When the halibut on my hook breaks the surface, writhing in a splash of seawater off the coast of Bolinas, California, I am thinking less of this fish’s fate than of my own. Considering that I plan to kill and eat it, this might seem cruel. Yet inside the fat and muscle cells of this flat, odd-looking creature is a substance as poisonous to me as it is to him: methylmercury, the most common form of mercury that builds up inside people (and fish). At the right dose and duration of exposure, mercury can impair a person’s memory, ability to learn, and behavior; it can also damage the heart and immune system. Even in small quantities, this heavy metal can cause birth defects in fetuses exposed in the womb and in breast-fed newborns whose mothers’ milk is laced with it.

Scientists have assured me that one serving of halibut contains nowhere near a dosage that might cause harm. These are the same scientists, though, who admit that no one knows for sure what the threshold dose is that causes mercury to subtly poison cells in the brain and the liver, two organs where it tends to accumulate.

As frightening as that sounds, most of us were born with a defense against exposure to mercury, initiated by specific sequences of genetic code that cause most people to expel the metal in 30 to 40 days. Not everyone carries this natural resistance, however. A small minority of people carry a genetic mutation that apparently causes their cells to retain mercury for far longer—in rare cases up to 190 days—greatly increasing the chance for cellular damage.

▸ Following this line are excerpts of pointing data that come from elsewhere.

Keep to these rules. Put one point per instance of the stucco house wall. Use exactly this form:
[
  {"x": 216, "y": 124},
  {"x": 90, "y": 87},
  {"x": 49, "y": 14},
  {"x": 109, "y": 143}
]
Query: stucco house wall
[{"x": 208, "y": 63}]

Such genetic differences may explain why some people are more susceptible to mercury poisoning than others. This possibility is driving a nascent but growing effort among scientists to link the impact of mercury and other environmental factors (everything from pollutants and diet to the sun’s ultraviolet rays) to the individual genetic proclivities that each of us is born with. “Toxicologists say that ‘the dose makes the poison,’” says mercury expert Jane Hightower, who practices internal medicine in San Francisco, “but it’s clear that some people are more sensitive to even small exposures than others.”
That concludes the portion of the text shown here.